Plaintiff Marilyn Flanzman was employed by Jenny Craig, Inc., in 1991 and in 2011 signed a document agreeing to arbitrate disputes involving her employment. The agreement, titled “Arbitration Agreement,” provided that the parties would resolve all employment-related disputes by “final and binding arbitration” which would take the place of “a jury or other civil trial.” The agreement was silent on the identity of the arbitrator, the organization to administer the proceeding, and the process for selecting an arbitrator.

In February 2017, Plaintiff complained and was ignored on three separate occasions about her lack of work hours. Plaintiff left the company and sued for age discrimination, constructive discharge, discriminatory discharge, and harassment. The employer Jenny Craig, Inc. moved to compel arbitration. The trial court granted Jenny Craig’s motion and ordered the parties to arbitrate.

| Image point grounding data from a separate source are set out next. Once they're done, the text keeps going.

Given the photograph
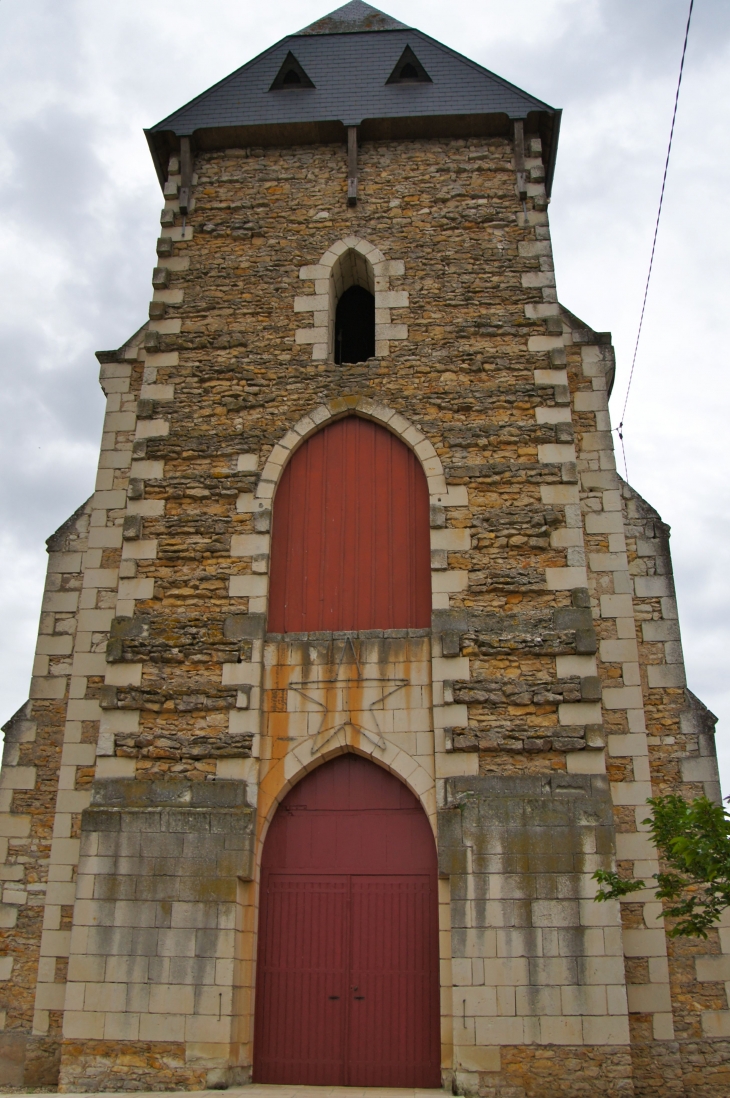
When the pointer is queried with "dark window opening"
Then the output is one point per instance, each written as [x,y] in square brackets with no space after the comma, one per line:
[355,326]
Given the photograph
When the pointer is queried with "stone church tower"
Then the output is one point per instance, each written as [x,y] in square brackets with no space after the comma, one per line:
[361,658]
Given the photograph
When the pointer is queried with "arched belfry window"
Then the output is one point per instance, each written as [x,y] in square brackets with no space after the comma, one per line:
[352,290]
[355,326]
[350,537]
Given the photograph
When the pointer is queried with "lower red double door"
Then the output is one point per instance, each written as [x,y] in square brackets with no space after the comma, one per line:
[347,975]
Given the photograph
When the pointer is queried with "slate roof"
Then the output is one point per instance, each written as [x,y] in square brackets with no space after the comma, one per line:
[348,55]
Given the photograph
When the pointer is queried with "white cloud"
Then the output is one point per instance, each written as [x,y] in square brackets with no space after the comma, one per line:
[79,81]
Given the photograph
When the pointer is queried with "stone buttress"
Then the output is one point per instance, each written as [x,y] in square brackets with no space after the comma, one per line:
[532,720]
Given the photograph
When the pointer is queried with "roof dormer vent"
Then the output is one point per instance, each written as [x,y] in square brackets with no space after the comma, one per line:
[408,69]
[291,75]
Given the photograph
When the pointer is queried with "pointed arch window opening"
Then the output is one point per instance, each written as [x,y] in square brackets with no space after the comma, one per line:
[408,69]
[291,76]
[352,309]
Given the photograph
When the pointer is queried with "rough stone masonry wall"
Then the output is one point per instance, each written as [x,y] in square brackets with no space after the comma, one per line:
[660,739]
[225,379]
[171,612]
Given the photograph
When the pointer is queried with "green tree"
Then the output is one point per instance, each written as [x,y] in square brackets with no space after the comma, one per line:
[693,839]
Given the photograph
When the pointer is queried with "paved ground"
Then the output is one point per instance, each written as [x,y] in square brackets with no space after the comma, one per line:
[266,1091]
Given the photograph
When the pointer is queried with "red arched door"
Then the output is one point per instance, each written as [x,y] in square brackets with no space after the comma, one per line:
[350,540]
[347,989]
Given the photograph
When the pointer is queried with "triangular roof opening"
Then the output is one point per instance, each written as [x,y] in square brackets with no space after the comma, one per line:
[408,69]
[291,75]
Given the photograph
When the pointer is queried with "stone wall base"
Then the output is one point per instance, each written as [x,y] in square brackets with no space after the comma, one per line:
[29,1061]
[565,1071]
[130,1065]
[682,1070]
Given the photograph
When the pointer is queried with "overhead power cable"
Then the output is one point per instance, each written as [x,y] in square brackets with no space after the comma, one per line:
[653,247]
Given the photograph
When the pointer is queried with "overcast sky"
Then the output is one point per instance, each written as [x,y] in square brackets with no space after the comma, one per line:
[79,205]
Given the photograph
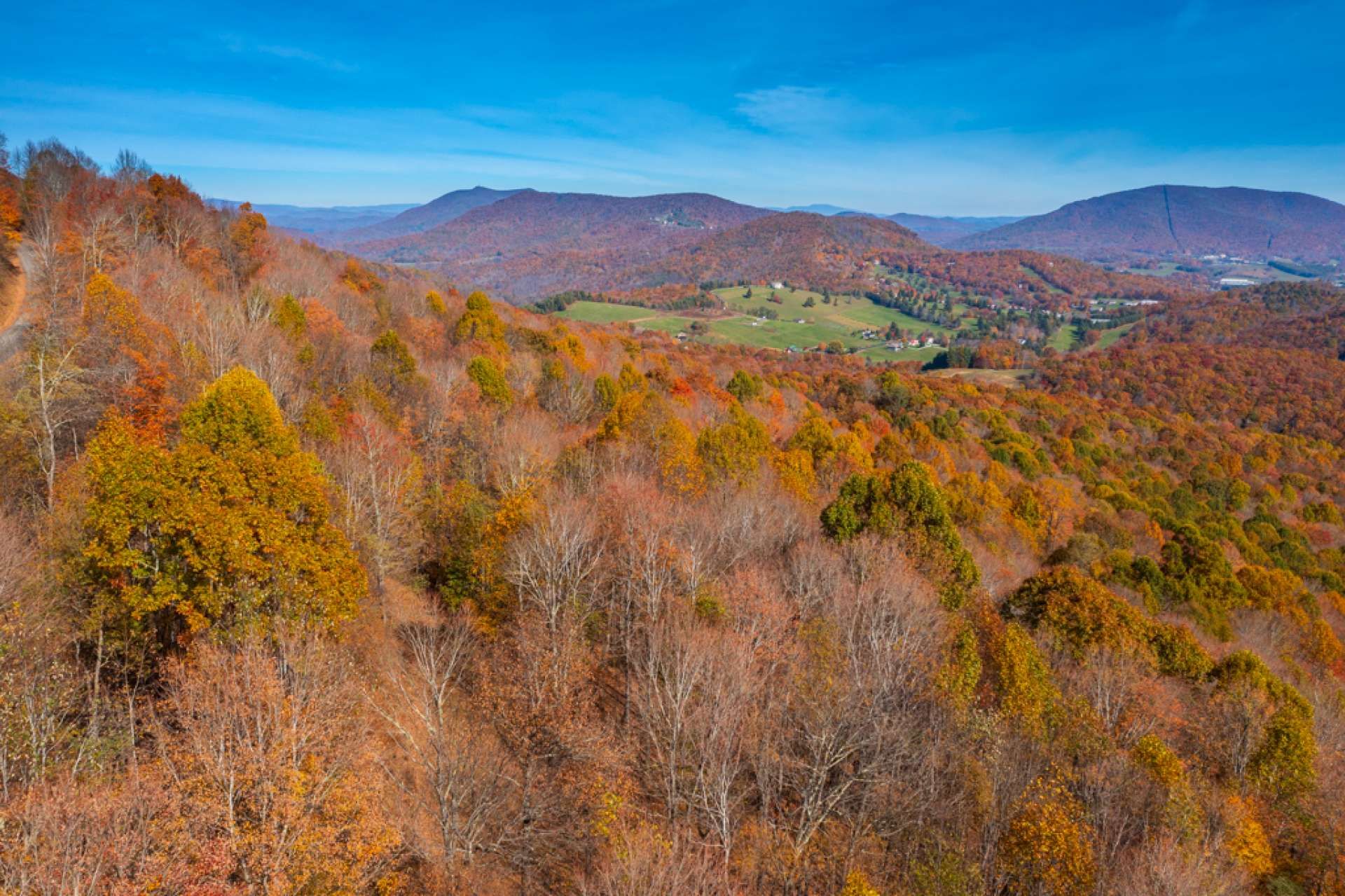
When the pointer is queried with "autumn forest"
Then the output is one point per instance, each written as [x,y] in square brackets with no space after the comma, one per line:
[322,574]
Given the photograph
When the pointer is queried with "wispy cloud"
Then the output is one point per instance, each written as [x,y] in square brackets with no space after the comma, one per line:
[791,109]
[242,45]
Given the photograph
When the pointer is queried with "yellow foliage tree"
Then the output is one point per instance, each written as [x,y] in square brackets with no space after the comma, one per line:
[1045,849]
[226,529]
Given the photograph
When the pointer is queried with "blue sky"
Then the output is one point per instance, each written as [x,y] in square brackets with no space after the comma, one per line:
[941,108]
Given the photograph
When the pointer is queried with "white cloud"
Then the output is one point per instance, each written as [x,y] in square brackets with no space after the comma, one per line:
[791,109]
[247,46]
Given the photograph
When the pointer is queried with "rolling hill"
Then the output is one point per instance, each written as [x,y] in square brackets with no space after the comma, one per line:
[942,230]
[1181,221]
[532,244]
[305,219]
[419,219]
[794,247]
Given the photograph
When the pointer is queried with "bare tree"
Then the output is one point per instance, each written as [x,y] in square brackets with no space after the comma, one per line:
[456,785]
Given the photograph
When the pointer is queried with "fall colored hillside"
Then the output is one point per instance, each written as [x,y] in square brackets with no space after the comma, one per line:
[1181,221]
[536,244]
[318,576]
[1271,357]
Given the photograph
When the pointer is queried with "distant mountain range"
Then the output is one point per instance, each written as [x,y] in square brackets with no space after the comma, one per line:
[418,219]
[1172,221]
[939,230]
[532,244]
[312,219]
[526,244]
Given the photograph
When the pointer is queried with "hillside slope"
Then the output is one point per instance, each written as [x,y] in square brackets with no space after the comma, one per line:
[1181,221]
[307,219]
[943,232]
[795,247]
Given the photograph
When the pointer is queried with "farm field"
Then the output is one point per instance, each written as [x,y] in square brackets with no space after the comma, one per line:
[1110,337]
[822,322]
[1064,338]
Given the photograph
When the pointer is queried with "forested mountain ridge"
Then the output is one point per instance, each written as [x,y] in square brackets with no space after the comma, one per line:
[1181,221]
[319,576]
[534,244]
[419,219]
[1270,357]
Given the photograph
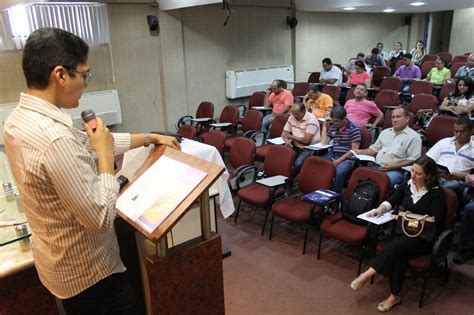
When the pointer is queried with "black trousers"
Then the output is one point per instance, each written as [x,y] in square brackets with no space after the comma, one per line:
[112,295]
[392,262]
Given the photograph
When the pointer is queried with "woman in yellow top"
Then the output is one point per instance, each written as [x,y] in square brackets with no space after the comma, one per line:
[318,103]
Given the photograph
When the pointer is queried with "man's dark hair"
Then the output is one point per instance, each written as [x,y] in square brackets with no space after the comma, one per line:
[327,60]
[338,112]
[47,48]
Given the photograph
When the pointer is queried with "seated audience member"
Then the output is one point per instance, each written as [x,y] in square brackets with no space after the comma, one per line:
[460,102]
[331,74]
[421,195]
[374,60]
[396,54]
[280,99]
[360,110]
[346,137]
[359,75]
[408,72]
[418,52]
[395,147]
[301,129]
[456,154]
[382,53]
[318,103]
[467,70]
[350,67]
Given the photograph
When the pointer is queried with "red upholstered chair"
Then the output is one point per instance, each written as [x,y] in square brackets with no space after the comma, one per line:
[422,101]
[440,127]
[426,67]
[448,57]
[378,73]
[300,89]
[252,122]
[316,173]
[278,161]
[445,90]
[276,130]
[386,98]
[455,67]
[314,77]
[335,226]
[391,83]
[427,264]
[187,131]
[418,87]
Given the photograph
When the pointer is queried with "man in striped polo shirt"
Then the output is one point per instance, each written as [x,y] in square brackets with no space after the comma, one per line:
[345,136]
[65,178]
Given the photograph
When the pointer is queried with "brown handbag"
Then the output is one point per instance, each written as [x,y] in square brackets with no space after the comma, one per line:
[417,225]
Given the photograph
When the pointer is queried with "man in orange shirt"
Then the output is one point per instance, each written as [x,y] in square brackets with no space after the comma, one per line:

The Appellate Division reversed because the form agreement failed to designate an “arbitral forum or arbitral institution” and at minimum should have identified a process for an arbitration for the agreement to be enforceable.

The New Jersey Supreme Court disagreed with the Appellate Division and looked to the New Jersey Arbitration Act (NJAA) to fill in the gaps in the employer’s documentation: “[T]he NJAA, which provides a default procedure for the selection of an arbitrator and generally addresses the conduct of the arbitration, clearly expresses the Legislature’s intent that an arbitration agreement may bind the parties without designating a specific arbitrator or arbitration organization or prescribing a process for such a designation” and further “provides general guidance as to how the arbitration will proceed.” Thus, the Court concluded that while parties to an arbitration agreement are free to agree upon an arbitrator or arbitral process, it is not required for an arbitration agreement to be enforceable.

Going forward, attorneys and employers should be mindful of the Court’s guidance when drafting arbitration agreements. “A detailed description of the contemplated arbitration in an arbitration agreement enhances the clarity of the agreement” and, “if the parties identify a specific arbitrator or arbitrators or agree to retain an arbitrator affiliated with a given arbitration organization who will apply that organization’s rules, they may avoid future disputes.”